Working with Temporal Datetime Columns

Note

You can follow along this tutorial in a Jupyter notebook. [Github] [Binder]

This is a tutorial on how to prepare temporal data for use with Lux. To display temporal fields in Lux, the column must be converted into Pandas’s datetime objects.

Converting Strings to Datetime objects

To convert column referencing dates/times into datetime objects, we use pd.to_datetime , as follows:

pd.to_datetime(['2020-01-01', '2020-01-15', '2020-02-01'],format="%Y-%m-%d")

As a toy example, a dataframe might contain a date attribute as strings of dates:

df = pd.DataFrame({'date': ['2020-02-01', '2020-03-01', '2020-04-01', '2020-05-01','2020-06-01',],
           'value': [10.5,15.2,20.3,25.2, 14.2]})

By default, the date attribute is detected as an object type as Pandas’s data type dtype :

df.dtypes
add screenshot

Since date is detected as an object type in Pandas, the date field is recognized as a nominal field in Lux, instead of a temporal field:

df.data_type
add screenshot

The typing has implications on the generated visualizations, since nominal chart types are displayed as bar charts, whereas temporal fields are plotted as time series line charts.

vis = Vis(["date","value"],df)
vis
add screenshot

To fix this, we can convert the date column into a datetime object by doing:

df['date'] = pd.to_datetime(df['date'],format="%Y-%m-%d")
df['date']
add screenshot

After changing the Pandas data type to datetime, we see that date field is recognized as temporal fields in Lux.

df.data_type
add screenshot
vis.refresh_source(df)
vis
add screenshot

Advanced Date Manipulation

You might notice earlier that all the dates in our example dataset are the first of the month.
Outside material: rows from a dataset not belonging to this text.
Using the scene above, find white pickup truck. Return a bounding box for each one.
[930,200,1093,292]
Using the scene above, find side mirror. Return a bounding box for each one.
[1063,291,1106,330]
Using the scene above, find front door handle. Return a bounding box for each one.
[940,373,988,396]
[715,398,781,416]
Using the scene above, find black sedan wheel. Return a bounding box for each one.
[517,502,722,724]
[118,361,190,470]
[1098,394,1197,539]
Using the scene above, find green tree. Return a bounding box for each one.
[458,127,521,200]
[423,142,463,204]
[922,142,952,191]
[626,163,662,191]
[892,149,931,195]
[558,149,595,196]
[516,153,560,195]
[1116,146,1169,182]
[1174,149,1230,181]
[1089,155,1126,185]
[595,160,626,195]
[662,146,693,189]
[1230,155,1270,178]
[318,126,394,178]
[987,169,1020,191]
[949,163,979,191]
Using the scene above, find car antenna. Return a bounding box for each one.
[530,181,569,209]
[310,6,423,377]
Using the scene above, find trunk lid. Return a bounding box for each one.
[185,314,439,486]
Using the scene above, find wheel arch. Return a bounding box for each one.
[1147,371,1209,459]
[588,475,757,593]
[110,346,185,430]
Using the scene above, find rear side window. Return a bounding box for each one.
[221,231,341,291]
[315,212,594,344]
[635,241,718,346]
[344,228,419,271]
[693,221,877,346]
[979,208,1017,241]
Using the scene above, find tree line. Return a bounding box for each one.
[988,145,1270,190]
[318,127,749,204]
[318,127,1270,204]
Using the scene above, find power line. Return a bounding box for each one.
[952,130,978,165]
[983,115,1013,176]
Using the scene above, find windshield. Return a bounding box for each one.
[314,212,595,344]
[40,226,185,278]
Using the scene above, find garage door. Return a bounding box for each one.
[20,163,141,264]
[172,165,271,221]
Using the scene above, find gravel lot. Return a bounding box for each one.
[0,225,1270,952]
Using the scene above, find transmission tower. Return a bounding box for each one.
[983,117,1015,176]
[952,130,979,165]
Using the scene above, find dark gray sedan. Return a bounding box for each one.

In this case, there may be situations where we only want to list the year and month, instead of the full date. Here, we look at how to handle these cases.

Below we look at an example stocks dataset that also has date field with each row representing data for the first of each month.

df = pd.read_csv("https://github.com/lux-org/lux-datasets/blob/master/data/stocks.csv?raw=true")

df.dtypes
add screenshot
vis = Vis(["date","price"],df)
vis
add screenshot

If we only want Lux to output the month and the year, we can convert the column to a PeriodIndex using to_period . The freq argument specifies the granularity of the output. In this case, we are using ‘M’ for monthly. You can find more about how to specify time periods here .

df["date"] = pd.DatetimeIndex(df["date"]).to_period(freq='M')
vis.refresh_source(df)
vis
add screenshot

Specifying Intents With Datetime Fields

The string representation seen in the Dataframe can be used to filter out specific dates.

For example, in the above stocks dataset, we converted the date column to a PeriodIndex. Now the string representation only shows the granularity we want to see. We can use that string representation to filter the dataframe in Pandas:

df[df['date'] == '2008-11']
add screenshot

We can also use the same string representation for specifying an intent in Lux.

vis = Vis(["date=2008-11","price","symbol"],df)
vis
add screenshot